Apresentação de uma autora desesperada. Seja bem-vinda(o)!

Você já foi aquela criança que preferia viver imersa nas suas brincadeiras de faz de conta? Pra quê escolher a realidade quando se podia tornar uma super-heroína, uma detetive misteriosa ou uma princesa domadora de dragões? Essa foi a minha infância, graças ao contato com o mundo lúdico das animações e livros.  Graças ao passado de uma criança do interior, em que ainda não existia cinema, o momento em que podia entrar em contato com uma tela, grande ou pequena, era um acontecimento. Momento sagrado. Um tempo em que tudo parecia possível, instantes em que me deliciava com uma salada de sentimentos a cada frame, música de abertura, cena e plot twist. Nada se comparava com os momentos em que eu assistia um desenho.  E foi essa paixão que me motivou desde pequena.

Primeiramente, eu amava desenhar desde pequenininha, sentia a necessidade de criar personagens (ou ao menos tentava né) tão incríveis quanto os que eu assistia. Isso é uma paixão que ainda cultivo e me planejo para me aprimorar cada vez mais. E aos 10 anos,  coloquei na minha cabeça que seria atriz. Afinal, com essa carreira eu poderia viver interpretando personagens e vivenciar essas aventuras incríveis e coloridas. Porém, a vida me levou para outros caminhos, um deles intitulado como uma jornada de amadurecimento e colorida , a famosa “FACULDADE”.  É meus amigos, um período paradoxal em que a gente vive momentos de novas experiências, autodescobertas e liberdade, ao mesmo tempo que nos sentimos pressionados 24 horas por dia em se tornar um adulto de sucesso.

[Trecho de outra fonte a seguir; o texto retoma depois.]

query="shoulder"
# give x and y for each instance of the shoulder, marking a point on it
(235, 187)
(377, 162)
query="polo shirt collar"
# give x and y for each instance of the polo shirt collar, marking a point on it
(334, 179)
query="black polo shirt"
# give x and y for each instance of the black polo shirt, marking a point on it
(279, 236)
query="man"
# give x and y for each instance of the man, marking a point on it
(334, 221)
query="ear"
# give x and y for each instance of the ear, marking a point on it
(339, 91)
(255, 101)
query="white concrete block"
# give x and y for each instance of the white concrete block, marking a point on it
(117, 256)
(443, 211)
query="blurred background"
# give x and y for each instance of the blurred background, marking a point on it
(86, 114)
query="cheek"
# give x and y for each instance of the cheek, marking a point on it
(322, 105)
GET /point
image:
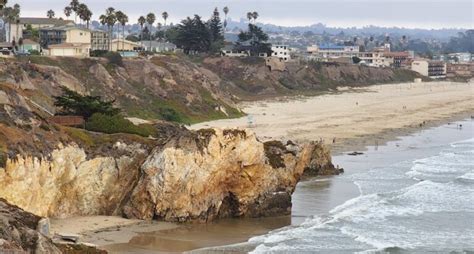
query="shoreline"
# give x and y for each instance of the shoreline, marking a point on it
(115, 235)
(169, 236)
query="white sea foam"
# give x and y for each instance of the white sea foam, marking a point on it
(394, 211)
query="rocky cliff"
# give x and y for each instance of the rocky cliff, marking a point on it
(195, 176)
(178, 175)
(18, 232)
(180, 88)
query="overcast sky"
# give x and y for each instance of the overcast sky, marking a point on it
(339, 13)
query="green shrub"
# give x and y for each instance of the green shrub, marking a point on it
(117, 124)
(34, 52)
(114, 58)
(99, 53)
(3, 159)
(170, 115)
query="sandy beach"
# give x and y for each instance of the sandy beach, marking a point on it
(357, 117)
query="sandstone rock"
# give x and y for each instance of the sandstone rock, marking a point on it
(68, 183)
(18, 232)
(219, 173)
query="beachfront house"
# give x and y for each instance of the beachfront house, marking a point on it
(99, 40)
(66, 41)
(429, 68)
(282, 52)
(125, 45)
(16, 30)
(157, 46)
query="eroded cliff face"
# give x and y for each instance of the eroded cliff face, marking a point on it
(193, 176)
(67, 183)
(18, 232)
(223, 173)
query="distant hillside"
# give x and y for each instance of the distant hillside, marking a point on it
(415, 33)
(180, 88)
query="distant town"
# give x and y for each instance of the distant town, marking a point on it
(77, 35)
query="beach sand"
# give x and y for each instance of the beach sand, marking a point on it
(357, 117)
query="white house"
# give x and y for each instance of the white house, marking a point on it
(282, 52)
(432, 69)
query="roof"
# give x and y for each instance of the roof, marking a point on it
(45, 21)
(30, 42)
(397, 54)
(68, 45)
(158, 44)
(126, 41)
(65, 28)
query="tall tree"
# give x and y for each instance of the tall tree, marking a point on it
(165, 16)
(50, 14)
(2, 5)
(226, 11)
(257, 38)
(84, 13)
(141, 22)
(67, 11)
(255, 16)
(122, 18)
(192, 35)
(249, 16)
(215, 29)
(150, 19)
(74, 6)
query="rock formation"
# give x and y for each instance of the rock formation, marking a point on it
(18, 232)
(193, 176)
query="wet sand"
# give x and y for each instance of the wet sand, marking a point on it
(357, 117)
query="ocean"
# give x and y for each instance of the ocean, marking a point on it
(413, 195)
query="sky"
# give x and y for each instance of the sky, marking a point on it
(335, 13)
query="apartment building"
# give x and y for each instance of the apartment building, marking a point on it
(66, 41)
(16, 30)
(282, 52)
(332, 51)
(99, 40)
(429, 68)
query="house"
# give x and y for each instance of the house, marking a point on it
(429, 68)
(156, 46)
(332, 51)
(465, 70)
(125, 45)
(16, 30)
(99, 40)
(64, 34)
(6, 49)
(399, 59)
(70, 49)
(29, 45)
(282, 52)
(235, 51)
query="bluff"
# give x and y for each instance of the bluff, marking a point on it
(181, 88)
(179, 175)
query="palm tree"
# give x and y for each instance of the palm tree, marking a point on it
(141, 21)
(74, 6)
(226, 11)
(50, 14)
(67, 11)
(85, 14)
(165, 16)
(249, 16)
(2, 5)
(255, 16)
(150, 19)
(122, 18)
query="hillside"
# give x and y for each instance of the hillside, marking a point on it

Qual curso escolhi? Design gráfico. Lá eu conheci melhor as etapas de produção e o universo lindo da animação. Foi um período um tanto conturbado, admito. Nunca foi fácil para mim viver numa cidade imensa e longe dos meus pais e irmãos. Pensava em largar tudo para voltar ao minha casinha aconchegante do interior. Mas eu sempre soube que lá jamais teria espaço para trabalhar com as coisas que gosto. Com esse pensamento, juntei minhas forças e cheguei a me formar. Trabalho como designer? Não. Publicidade nunca me encheu os olhos, mas uma etapa da animação sim: pré-produção, mais especificamente roteiro e concept art. O mar da esperança e possibilidades se abriram, finalmente pensei: “nossa, é isso que posso fazer!”. Juntando as peças por todos meus anos, criar mundos e personagens são exatamente o que eu pensava em fazer, só não tinha certeza de como seria a fórmula.  Contar histórias que emocionem os outros se tornou o meu sonho.

Como estou atualmente? Em meio a estudo roteiro e pintura digital, vivo em conflito constante de desmotivação e medo do fracasso. Tenho receio até de ir em alguma produtora e me apresentar. A pergunta “sou boa o suficiente?” é presente, e isso não é nem um pouco saudável.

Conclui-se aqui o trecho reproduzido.